The Trust for Urban Ecology, launched by Max Nicholson, a former director-general of the Nature Conservancy, created the first 'ecological park' a few yards from Tower Bridge in London in 1977. Since then, its projects have included the re-creation of wildflower meadows and wetlands in cities, an urban windmill, a butterfly sanctuary and Britain's first 'fungi garden'.
However, last month the trust lost its pounds 50,000 grant from Southwark Council, roughly half its income, and will be forced to close tomorrow unless other funds can be found. Five full-time jobs and 13 government-sponsored conservation traineeships will be lost.
If the trust closes, its nature sites, which include Stave Hill in London's docklands, one of the largest ecological parks in Britain, will revert to waste. Without management, the trust has warned, they will be subject to vandalism, fire, fly- tipping and contamination.
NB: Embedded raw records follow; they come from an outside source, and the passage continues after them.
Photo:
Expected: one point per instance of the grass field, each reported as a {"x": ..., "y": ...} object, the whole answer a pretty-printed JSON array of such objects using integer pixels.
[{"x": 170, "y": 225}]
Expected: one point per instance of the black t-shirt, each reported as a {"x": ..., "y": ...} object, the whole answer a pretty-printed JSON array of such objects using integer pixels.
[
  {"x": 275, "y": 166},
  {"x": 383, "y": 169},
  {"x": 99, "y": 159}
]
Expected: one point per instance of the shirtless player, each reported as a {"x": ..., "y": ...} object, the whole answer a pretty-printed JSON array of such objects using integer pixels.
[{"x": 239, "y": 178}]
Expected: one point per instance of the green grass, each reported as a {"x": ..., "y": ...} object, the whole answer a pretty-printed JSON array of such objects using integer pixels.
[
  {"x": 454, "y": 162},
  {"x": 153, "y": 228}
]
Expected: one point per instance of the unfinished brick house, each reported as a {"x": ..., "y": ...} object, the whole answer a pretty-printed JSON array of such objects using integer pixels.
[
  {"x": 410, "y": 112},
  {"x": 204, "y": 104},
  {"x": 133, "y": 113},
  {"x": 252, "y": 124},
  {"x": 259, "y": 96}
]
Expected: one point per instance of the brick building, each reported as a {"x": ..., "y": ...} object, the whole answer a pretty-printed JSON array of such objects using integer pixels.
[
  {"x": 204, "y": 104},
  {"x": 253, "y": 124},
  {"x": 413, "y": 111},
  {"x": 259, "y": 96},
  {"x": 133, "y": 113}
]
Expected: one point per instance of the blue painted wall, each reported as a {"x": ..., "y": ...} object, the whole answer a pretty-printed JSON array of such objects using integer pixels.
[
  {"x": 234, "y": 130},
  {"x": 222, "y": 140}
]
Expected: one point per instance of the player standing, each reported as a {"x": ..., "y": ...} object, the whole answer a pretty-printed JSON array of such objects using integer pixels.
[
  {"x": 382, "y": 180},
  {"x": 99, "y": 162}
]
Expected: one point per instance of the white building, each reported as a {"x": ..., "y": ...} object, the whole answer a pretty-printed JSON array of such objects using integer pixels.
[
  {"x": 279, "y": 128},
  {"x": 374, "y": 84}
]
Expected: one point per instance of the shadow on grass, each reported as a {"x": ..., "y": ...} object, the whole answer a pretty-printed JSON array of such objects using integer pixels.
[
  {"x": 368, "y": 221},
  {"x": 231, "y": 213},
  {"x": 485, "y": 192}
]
Mr Nicholson, now 89, said yesterday: 'I think it is terribly sad. When we started, a lot of people were talking about environmental education and I felt it was time somebody demonstrated that urban ecology could be a very important resource.
'Nature can reassert itself in the most unpromising urban environments, with all sorts of spin-offs in terms of education and the neighbourhood. The support needed is tiny compared with the arts, for instance. I'm afraid it shows that the degree of public spirit and practical competence in our cities are at a very low ebb.'
The first ecological park, named after the 18th-century botanist William Curtis, was established for pounds 2,000 on a two- acre lorry park in the Bermondsey docks; the work took volunteers five weekends. It opened in May 1977 but, in 1985, after receiving nearly 100,000 visitors, including 25,000 schoolchildren, was closed to make way for offices: these have not yet been built.
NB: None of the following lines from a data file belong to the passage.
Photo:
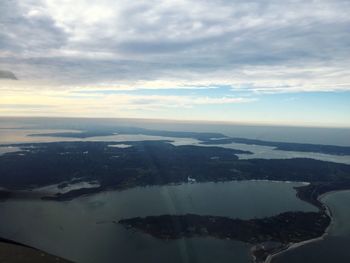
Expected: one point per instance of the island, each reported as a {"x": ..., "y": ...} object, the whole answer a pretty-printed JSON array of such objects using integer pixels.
[
  {"x": 153, "y": 163},
  {"x": 267, "y": 235}
]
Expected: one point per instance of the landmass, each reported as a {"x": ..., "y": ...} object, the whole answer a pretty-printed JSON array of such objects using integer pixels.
[
  {"x": 268, "y": 234},
  {"x": 205, "y": 138},
  {"x": 152, "y": 163},
  {"x": 286, "y": 146},
  {"x": 161, "y": 163}
]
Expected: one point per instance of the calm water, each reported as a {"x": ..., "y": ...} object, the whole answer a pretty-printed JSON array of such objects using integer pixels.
[
  {"x": 335, "y": 247},
  {"x": 14, "y": 136},
  {"x": 81, "y": 230}
]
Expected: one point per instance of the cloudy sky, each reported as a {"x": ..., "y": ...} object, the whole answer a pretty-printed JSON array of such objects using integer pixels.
[{"x": 254, "y": 61}]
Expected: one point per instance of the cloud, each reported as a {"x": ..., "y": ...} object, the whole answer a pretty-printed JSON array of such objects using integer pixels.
[
  {"x": 7, "y": 75},
  {"x": 260, "y": 45}
]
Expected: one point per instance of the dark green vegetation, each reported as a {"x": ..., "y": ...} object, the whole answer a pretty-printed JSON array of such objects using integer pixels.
[
  {"x": 150, "y": 163},
  {"x": 206, "y": 138},
  {"x": 286, "y": 146},
  {"x": 285, "y": 228},
  {"x": 280, "y": 230}
]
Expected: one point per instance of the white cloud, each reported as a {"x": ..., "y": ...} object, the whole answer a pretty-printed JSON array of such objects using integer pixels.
[{"x": 261, "y": 45}]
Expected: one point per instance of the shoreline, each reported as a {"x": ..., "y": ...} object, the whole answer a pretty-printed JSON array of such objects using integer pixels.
[{"x": 292, "y": 246}]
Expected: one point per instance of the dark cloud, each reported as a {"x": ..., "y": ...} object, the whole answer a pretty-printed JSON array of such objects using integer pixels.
[
  {"x": 7, "y": 75},
  {"x": 187, "y": 40}
]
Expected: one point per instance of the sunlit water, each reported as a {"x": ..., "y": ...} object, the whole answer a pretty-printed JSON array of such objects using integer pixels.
[
  {"x": 82, "y": 229},
  {"x": 335, "y": 246}
]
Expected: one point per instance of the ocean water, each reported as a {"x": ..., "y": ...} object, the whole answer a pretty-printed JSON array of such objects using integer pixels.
[
  {"x": 82, "y": 230},
  {"x": 335, "y": 246}
]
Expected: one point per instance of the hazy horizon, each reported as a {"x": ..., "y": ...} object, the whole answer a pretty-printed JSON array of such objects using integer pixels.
[{"x": 252, "y": 62}]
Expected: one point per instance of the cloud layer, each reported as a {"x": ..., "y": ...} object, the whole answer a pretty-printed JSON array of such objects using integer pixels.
[{"x": 256, "y": 44}]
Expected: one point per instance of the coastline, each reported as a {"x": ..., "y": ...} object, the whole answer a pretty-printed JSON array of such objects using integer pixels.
[{"x": 292, "y": 246}]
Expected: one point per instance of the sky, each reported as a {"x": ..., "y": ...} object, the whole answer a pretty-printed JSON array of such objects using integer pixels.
[{"x": 242, "y": 61}]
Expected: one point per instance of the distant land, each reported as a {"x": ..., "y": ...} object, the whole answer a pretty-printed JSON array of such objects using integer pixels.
[
  {"x": 269, "y": 235},
  {"x": 155, "y": 163},
  {"x": 205, "y": 138}
]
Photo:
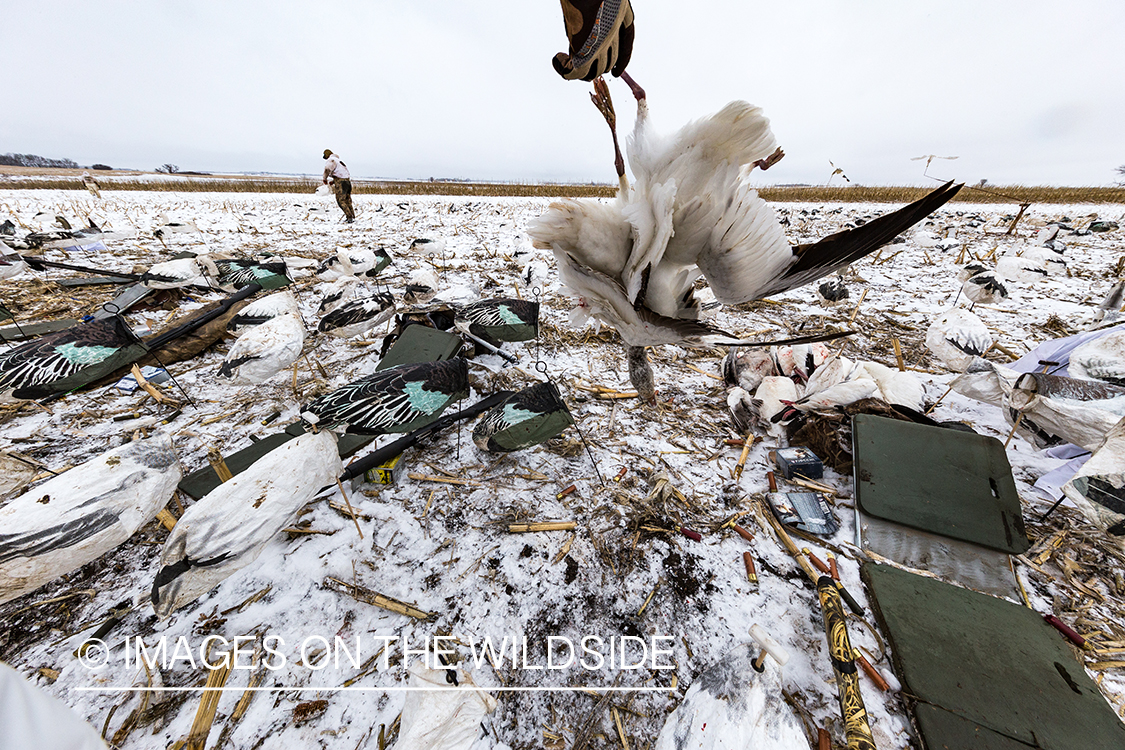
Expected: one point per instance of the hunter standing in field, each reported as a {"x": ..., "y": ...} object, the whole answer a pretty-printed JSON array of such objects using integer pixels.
[
  {"x": 91, "y": 184},
  {"x": 335, "y": 170}
]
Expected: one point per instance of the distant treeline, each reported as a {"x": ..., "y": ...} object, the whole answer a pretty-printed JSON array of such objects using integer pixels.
[{"x": 34, "y": 160}]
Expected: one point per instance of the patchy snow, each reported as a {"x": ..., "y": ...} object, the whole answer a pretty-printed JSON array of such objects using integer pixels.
[{"x": 444, "y": 547}]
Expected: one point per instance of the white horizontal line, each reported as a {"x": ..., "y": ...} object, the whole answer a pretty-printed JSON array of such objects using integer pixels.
[{"x": 372, "y": 689}]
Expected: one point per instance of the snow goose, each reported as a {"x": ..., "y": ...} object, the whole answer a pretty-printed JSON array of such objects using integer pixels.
[
  {"x": 264, "y": 350},
  {"x": 1101, "y": 359},
  {"x": 632, "y": 263},
  {"x": 984, "y": 288},
  {"x": 83, "y": 513},
  {"x": 746, "y": 366},
  {"x": 231, "y": 525},
  {"x": 263, "y": 309},
  {"x": 956, "y": 337},
  {"x": 358, "y": 316},
  {"x": 396, "y": 399}
]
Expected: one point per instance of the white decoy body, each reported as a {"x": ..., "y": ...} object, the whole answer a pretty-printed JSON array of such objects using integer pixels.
[
  {"x": 984, "y": 288},
  {"x": 264, "y": 350},
  {"x": 633, "y": 262},
  {"x": 421, "y": 287},
  {"x": 1022, "y": 269},
  {"x": 80, "y": 515},
  {"x": 1101, "y": 359},
  {"x": 260, "y": 310},
  {"x": 358, "y": 316},
  {"x": 228, "y": 527},
  {"x": 441, "y": 719},
  {"x": 896, "y": 386},
  {"x": 956, "y": 337},
  {"x": 746, "y": 366},
  {"x": 775, "y": 394},
  {"x": 173, "y": 274}
]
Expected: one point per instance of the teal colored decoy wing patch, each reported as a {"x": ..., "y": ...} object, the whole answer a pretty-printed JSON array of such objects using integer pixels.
[
  {"x": 426, "y": 401},
  {"x": 507, "y": 316},
  {"x": 514, "y": 415},
  {"x": 78, "y": 354}
]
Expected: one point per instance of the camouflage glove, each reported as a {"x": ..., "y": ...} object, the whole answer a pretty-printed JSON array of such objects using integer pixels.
[{"x": 601, "y": 34}]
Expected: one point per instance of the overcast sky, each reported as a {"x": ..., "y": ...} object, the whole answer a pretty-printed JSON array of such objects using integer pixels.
[{"x": 1022, "y": 91}]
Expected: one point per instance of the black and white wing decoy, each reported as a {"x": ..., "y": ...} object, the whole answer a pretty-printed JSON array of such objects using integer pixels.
[
  {"x": 527, "y": 417},
  {"x": 692, "y": 211},
  {"x": 358, "y": 316},
  {"x": 500, "y": 319},
  {"x": 264, "y": 350},
  {"x": 235, "y": 273},
  {"x": 1101, "y": 359},
  {"x": 956, "y": 337},
  {"x": 262, "y": 309},
  {"x": 180, "y": 272},
  {"x": 25, "y": 369},
  {"x": 228, "y": 527},
  {"x": 80, "y": 515},
  {"x": 396, "y": 399},
  {"x": 984, "y": 288},
  {"x": 421, "y": 287}
]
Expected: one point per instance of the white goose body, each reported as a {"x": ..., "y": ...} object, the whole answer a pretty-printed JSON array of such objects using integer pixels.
[
  {"x": 956, "y": 337},
  {"x": 1101, "y": 359},
  {"x": 264, "y": 350},
  {"x": 80, "y": 515},
  {"x": 228, "y": 527},
  {"x": 260, "y": 310}
]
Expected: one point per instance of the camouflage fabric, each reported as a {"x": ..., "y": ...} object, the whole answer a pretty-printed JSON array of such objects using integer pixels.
[
  {"x": 342, "y": 188},
  {"x": 601, "y": 34}
]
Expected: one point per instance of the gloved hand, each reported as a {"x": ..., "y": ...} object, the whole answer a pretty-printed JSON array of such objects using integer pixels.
[{"x": 601, "y": 34}]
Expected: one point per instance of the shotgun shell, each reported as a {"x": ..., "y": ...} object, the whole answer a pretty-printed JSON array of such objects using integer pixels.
[
  {"x": 817, "y": 562},
  {"x": 833, "y": 570},
  {"x": 872, "y": 672},
  {"x": 752, "y": 575},
  {"x": 1065, "y": 630}
]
However, thousands of visitors, many of them children, use the trust's other sites, which include Lavender Pond, designed around a redundant timber dock and pumping house in 1980, and Stave Hill, created out of wasteland alongside a 60ft man-made hill, which is the highest land in the reclaimed Surrey docks.
Stave Hill, leased to the trust by the London Docklands Dev elopment Corporation, contains a mosaic of wildlife habitats - from meadow, cornfield and woodland to marsh and wetland. Each autumn the corn is harvested, with the stooks left out for birds and small mammals. Among the projects unlikely to survive closure are the installation of a windmill, which is to pump up ground- water to create a flood meadow, a type of habitat that is vanishing in the countryside.